The problematic pattern
Some plugins utilize a WeakMap keyed by SourceCode object as a way to share data between different rules for the same file.
The pattern looks like this:
type FileData = /* whatever */;
const cache = new WeakMap<SourceCode, FileData>();
function getDataForFile(context: Context): FileData {
const cachedData = cache.get(context.sourceCode);
if (cachedData !== undefined) return cachedData;
const data = calculateData(context);
cache.set(context.sourceCode, data);
return data;
}
const rule1 = {
create(context: Context) {
const data = getDataForFile(context);
// ...
},
};
const rule2 = {
create(context: Context) {
const data = getDataForFile(context);
// ...
},
};
Why this is a problem in Oxlint
ESLint creates a fresh SourceCode class instance for each file. That same object is the value of context.sourceCode in every rule running on that file, but each file gets a new SourceCode object.
Oxlint, on the other hand, has one singleton SOURCE_CODE object, which is reused for every file. All properties of SOURCE_CODE are getters, which return the right data for the file currently being linted.
This breaks the above pattern. Once the WeakMap has been populated with an entry, cache.get(context.sourceCode) will return the same data for every file. The cache never gets cleared, and every file gets the data which was calculated for the 1st file.
This problem was seen previously in eslint-plugin-panda (#16867, #19986).
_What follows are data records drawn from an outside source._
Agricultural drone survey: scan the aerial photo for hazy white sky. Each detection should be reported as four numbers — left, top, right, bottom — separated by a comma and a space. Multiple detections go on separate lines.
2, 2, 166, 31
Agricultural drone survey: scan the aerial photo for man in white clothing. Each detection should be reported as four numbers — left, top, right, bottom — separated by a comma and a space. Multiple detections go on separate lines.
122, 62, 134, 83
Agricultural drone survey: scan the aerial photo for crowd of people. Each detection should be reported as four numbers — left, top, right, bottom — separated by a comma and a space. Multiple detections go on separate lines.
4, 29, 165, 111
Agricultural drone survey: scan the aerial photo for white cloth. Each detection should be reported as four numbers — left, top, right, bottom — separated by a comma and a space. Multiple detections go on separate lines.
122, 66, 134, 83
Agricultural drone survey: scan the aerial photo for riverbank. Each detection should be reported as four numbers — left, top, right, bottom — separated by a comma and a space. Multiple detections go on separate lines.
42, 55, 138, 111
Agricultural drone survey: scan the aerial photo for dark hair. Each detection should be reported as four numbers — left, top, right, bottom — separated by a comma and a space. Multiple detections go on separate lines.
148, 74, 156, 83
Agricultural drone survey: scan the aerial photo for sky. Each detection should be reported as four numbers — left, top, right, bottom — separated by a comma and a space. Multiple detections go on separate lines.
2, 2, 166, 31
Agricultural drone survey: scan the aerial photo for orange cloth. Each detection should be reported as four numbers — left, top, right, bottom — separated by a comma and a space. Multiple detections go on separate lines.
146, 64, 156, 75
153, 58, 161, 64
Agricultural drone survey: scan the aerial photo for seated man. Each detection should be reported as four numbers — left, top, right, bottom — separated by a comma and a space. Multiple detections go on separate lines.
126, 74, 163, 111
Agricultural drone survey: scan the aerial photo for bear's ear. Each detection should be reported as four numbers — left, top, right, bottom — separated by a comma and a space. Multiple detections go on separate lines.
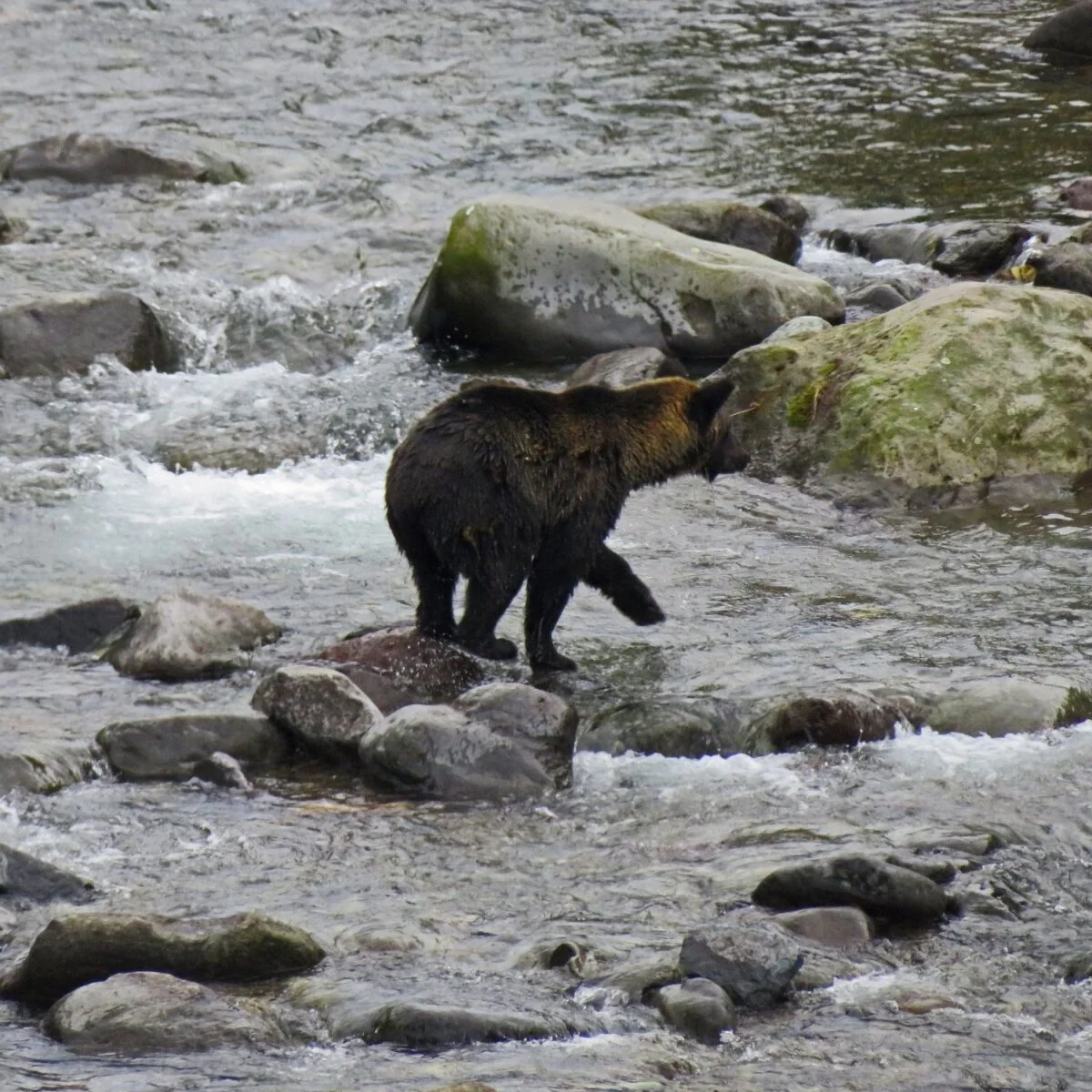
687, 379, 736, 432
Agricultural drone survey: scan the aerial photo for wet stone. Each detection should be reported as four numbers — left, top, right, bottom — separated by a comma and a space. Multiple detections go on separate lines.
0, 913, 326, 1004
44, 971, 284, 1057
0, 599, 136, 654
250, 664, 383, 763
96, 713, 288, 781
752, 855, 946, 925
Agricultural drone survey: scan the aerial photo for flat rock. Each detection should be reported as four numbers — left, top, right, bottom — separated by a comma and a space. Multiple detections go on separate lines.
0, 913, 326, 1004
250, 664, 383, 763
410, 197, 845, 362
0, 599, 136, 654
0, 291, 179, 379
752, 855, 946, 925
44, 971, 285, 1057
96, 713, 289, 781
107, 592, 280, 682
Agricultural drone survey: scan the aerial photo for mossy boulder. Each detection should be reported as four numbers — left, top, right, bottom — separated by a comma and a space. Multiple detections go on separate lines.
726, 283, 1092, 503
410, 197, 845, 361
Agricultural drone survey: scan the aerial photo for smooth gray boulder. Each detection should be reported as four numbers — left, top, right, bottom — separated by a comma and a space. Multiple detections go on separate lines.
96, 713, 289, 781
107, 592, 280, 682
43, 971, 285, 1057
752, 854, 948, 925
410, 197, 845, 361
0, 291, 179, 379
250, 664, 383, 763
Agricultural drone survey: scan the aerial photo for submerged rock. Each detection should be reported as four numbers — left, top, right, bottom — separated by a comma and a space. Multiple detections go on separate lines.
44, 971, 285, 1057
107, 592, 280, 682
316, 626, 485, 713
96, 713, 288, 781
0, 599, 136, 654
0, 133, 245, 185
250, 664, 383, 763
410, 197, 845, 361
633, 198, 804, 266
0, 291, 178, 379
726, 284, 1092, 504
752, 855, 946, 925
0, 913, 326, 1004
Now discovered again in eslint-plugin-mocha (#20611).
GitHub search suggests that eslint-plugin-prettier and SonarJS plugin are also affected (though weirdly SonarJS's tests all pass in our conformance tests). However, that search likely hasn't unearthed all the plugins that use this pattern.
Motivations for Oxlint's current design
The motivations for having a singleton SOURCE_CODE object:
- Oxlint aggressively recycles objects wherever possible, to reduce GC pressure.
- Getters are on the
SOURCE_CODE object itself, not a class prototype, making (I believe) every property access slightly cheaper as JS engine doesn't have to walk up the prototype chain.
- Getters allow lazy computation. For example, the lines array is not built unless a rule accesses
sourceCode.lines.
- Works well with our "alternative API" where in
createOnce each rule also has the same Context object across all files.
Note that point 3 is somewhat orthogonal - we could still use lazy getters if context.sourceCode was an instance of a SourceCode class.
Why the WeakMap pattern is not ideal
WeakMap in JS is pretty slow (as is Map). It's also not the best data structure for this use case because ESLint (and also Oxlint) only lints 1 file at a time, so the WeakMap only has 1 active element at any time.
A simpler and more efficient pattern like this would work equally well:
let cachedData: FileData | null = null;
function getDataForFile(context: Context): FileData {
if (cachedData === null) cachedData = calculateData(context);
return cachedData;
}
// Called when a file is finished linting
function onFileFinish() {
cachedData = null;
}
The problem is that ESLint does not offer any API to be notified when a file finishes linting, so no way to call onFileFinish at the right time.
In the absence of this API, the WeakMap pattern is the simplest option.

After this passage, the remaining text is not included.